Oneida Community, utopian religious community that developed out of a Society of Inquiry established by John Humphrey Noyes and some of his disciples in Putney, Vt., U.S., in 1841. As new recruits arrived, the society turned into a socialized community.
Noyes had experienced a religious conversion during a revival in 1831, when he was 20 years old. He then gave up law studies and attended Andover Theological Seminary and Yale Divinity School. His acceptance and preaching of the doctrine of perfectionism, the idea that after conversion one was free of all sin, was considered too unorthodox, and he was denied ordination. He also became convinced that the Second Coming of Christ was not an event of the future but had already occurred within a generation of Christ’s ministry on Earth. But it was Noyes’s ideas concerning sexual union that made him notorious. He considered sexual union very important but rejected monogamy and the idea that one man and one woman should become closely attached to each other. The application of his views led to the practice of complex marriage in his community, in which every woman was the wife of every man and every man was the husband of every woman. Noyes also believed that Socialism without religion was impossible and that the extended family system devised by him could dissolve selfishness and demonstrate the practicality of perfectionism on Earth.

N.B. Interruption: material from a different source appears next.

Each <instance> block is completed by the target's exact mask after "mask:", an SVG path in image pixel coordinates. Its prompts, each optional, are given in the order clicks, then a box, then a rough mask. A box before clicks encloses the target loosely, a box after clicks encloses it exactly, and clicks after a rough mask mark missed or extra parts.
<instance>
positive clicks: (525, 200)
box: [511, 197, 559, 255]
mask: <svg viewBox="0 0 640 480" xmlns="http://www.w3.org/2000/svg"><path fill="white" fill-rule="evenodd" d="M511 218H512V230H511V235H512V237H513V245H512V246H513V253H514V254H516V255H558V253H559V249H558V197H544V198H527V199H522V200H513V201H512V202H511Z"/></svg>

In 1847, at a time when revivalist belief in a new coming of Christ was at its height, Noyes proclaimed that the Spirit of Christ had earlier returned to Earth and had now entered into his group at Putney. This proclamation, together with the practice of complex marriage, aroused the hostility of the surrounding community, and the group left Putney to found a new community at Oneida, N.Y.
For the next 30 years Oneida flourished. The community, which in the early years numbered about 200 persons, earned a precarious existence by farming and logging before the arrival of a new member who gave the community a steel trap that he had invented. Manufacture and sale of Oneida traps, which were considered the best in the land, became the basis of a thriving group of industrial enterprises that included silverware, embroidered silks, and canned fruit.
The community was organized into 48 departments that carried on the various activities of the settlement, and these activities were supervised by 21 committees. The women worked along with the men; for practical reasons they cut their hair short and wore trousers or short-skirted tunics. Though marriage was complex, the Perfectionists denied the charge of free love. Sexual relations were strictly regulated, and the propagation of children was a matter of community control. Those who were to produce children were carefully chosen and paired. Children remained with their mother until they could walk but were then placed in a common nursery.
The central feature of the community was the custom of holding criticism sessions, or cures, a practice that Noyes had discovered in his seminary days at Andover. They were attended by the entire community at first and, later, as the community grew, were conducted before committees presided over by Noyes. For those subjected to criticism it was a nerve-racking ordeal, yet the sessions probably had some therapeutic value as a means of releasing feelings of guilt and aggression. The criticism sessions were also a shaming technique that enforced social control and were a highly successful device for promoting community cohesion.
Hostility mounted in the surrounding communities to the Perfectionists’ marriage arrangements, and in 1879 Noyes advised the group to abandon the system. As the reorganization of the community began, the entire Socialist organization of property in Oneida also was questioned. Noyes and a few adherents went to Canada, where he died in 1886. The remaining members set up a joint stock company, known as Oneida Community, Ltd. which carried on the various industries, particularly the manufacture of silver plate, as a commercial enterprise.